HASTANEDE
HASTANEDE
Hastanede sıramı bekliyordum.Genç bir kız alçılı bacağımı görüp.
“Küçükken bir yerlerimin kırılmasını hep arzulardım.”
Başımı kaldırıp baktım.Genç, güzel ve sempatik bir kız karşımda duruyordu.
“Küçükken bir yerlerimizin kırılmasını hep istemişizdir.Sonucun ne olacağını düşünmeden.”
Devam etti:
“Alçılı, kırık bir tarafıma imza atmalarını hep istemiş ve arzu etmişimdir.”
“İşte size bir fırsat sunuyorum. Ben imzaya şu an açmış bulunuyorum.Buyurun, atın.”
“Ah! Mersi.Atmayacağım.”
Bu cüretkar tavrımdan herhalde çekinmişti.
“Ne tuhaf bir duygu değil mi?Çocukken hissettiğim bu duygular şimdi bana saçma geliyor.”
“Aslında bizler yalnızlığımızı açık seçik söylemekten hep çekinmişizdir.”
“Olabilir.Belki de kendini başkalarına acındırıp, o şimdiye dek görmediğim ilgiyi, şefkati görecektim bir yerlerimin kırılmasıyla.”
“Artık biz o duyguları çoktan kaybettik.”
“Hangi duyguları” ,diye sevimli yüzünü kırıştırdı. O haliyle bile o kadar güzeldi ki! Ben bu yüze bakarken ötesinde bir acı, keder ve belki de geçmişin bir yara izini arıyor, ama bulamıyordum.Tüm bu davranışlar bana bir oyun gibi geliyordu.Hastanede yerine getirilmesi gereken bir tuluat oyunu.Zaten seyircileri hazır ve nazırdı.Aniden ilerleyen samimiyetimizi dar kafalarıyla izleyip bir yorum yapmaya çalışıyorlardı.Bense bu dikkati dağıtmak için genç kıza daha çok yanaşıp gülücükleri yüzüme çoğalttım.Bizi tanıdık sansınlar diye basit bir taktikti bu.Aslında pek de umurumda değildi.Meraklı bakışları tarafından izlenmek hoşuma gitmezdi.Ayrıca sohbetimize ortak olmamaları için yapmam gereken zorunlu bir davranıştı.

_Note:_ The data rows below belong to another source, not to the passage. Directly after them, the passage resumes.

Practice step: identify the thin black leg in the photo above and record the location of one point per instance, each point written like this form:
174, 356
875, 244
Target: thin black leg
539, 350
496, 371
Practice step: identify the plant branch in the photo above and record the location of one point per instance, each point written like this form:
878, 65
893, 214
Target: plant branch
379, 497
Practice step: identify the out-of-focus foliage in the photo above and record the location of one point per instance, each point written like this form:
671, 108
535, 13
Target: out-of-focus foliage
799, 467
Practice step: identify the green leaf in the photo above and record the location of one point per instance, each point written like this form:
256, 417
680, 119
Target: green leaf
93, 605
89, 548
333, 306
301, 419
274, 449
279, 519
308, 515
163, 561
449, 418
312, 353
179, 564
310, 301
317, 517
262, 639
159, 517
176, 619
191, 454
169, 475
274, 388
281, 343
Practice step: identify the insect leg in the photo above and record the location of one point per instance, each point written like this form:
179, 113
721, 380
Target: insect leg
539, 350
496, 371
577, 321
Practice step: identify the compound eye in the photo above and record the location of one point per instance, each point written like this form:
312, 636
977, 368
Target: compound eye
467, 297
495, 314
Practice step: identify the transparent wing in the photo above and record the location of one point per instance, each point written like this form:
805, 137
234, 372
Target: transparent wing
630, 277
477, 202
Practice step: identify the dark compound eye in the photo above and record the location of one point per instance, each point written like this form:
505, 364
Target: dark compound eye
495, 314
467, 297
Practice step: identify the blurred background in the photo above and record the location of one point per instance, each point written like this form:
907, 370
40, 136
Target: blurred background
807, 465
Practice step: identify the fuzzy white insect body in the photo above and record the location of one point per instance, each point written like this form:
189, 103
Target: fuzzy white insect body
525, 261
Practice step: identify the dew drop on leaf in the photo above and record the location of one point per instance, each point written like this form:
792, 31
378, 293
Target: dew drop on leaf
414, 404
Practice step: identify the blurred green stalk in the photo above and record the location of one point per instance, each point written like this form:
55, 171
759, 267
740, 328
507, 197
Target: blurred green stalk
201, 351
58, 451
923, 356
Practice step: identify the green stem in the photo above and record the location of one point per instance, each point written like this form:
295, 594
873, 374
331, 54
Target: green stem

“Olmak istediğimiz bir bedenin içerisindeki duygulara sahip olmak, ama hep o kaçtığımız bize ilkel gelen duygular!Öyle ya her şey mantıkla bağdaşmalıydı.Doğal, saf dürtülere yer yoktu mantık dünyasında.Teknoloji beraberinde getirdiği medeniyet barbarlığıyla bizi sarmalamış, bizde onun kölesi konumuna düşmüşüz.Ona sormadan bir şeyler yapmaya kalkamıyoruz.”
Sadece:
“Doğru”, demekle yetindi, yüzünde acılar arayıp da bulamadığım kız.Belli ki acılar aradığım bu yüzde kaybedilen duygular vardı.Bu yüz şimdiyse bana yapma gülücüklerle donatılmış bir yüz olarak geliyordu.Onu seven ,gönlüne ne pahasına olursa olsun girmeye çalışan bir delikanlıyla evlenecek,belki de çocukları olacak .Sonra bir gün anlamsız ve işitilmek istenmeyen bir söz yüzünden bu hanım hanımcık karşımda duran kız,her şeyi bir anda bitirebilecek bir yüze sahipti.

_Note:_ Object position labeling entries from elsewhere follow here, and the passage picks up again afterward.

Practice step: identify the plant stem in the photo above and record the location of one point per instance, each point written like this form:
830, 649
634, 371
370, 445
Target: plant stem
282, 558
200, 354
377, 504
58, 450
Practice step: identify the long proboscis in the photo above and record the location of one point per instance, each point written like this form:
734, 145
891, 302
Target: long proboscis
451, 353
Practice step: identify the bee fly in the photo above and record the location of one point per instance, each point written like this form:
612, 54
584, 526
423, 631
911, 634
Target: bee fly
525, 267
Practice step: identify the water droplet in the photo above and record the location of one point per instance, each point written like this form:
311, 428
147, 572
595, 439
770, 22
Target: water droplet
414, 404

Hastane sohbetini ya da arkadaşlığını daha fazla uzatmamak için :
“İyi ki bir yerleriniz kırılmamış.O acıyı yaşayanlar bilir.Neler çektiklerini bilemezsiniz.Kesinlikle tavsiye etmem ”,deyip kısaca kestirdim.Tesadüf bu ya hastane görevlisi sıramın geldiğini söyleyerek beni içeri aldı.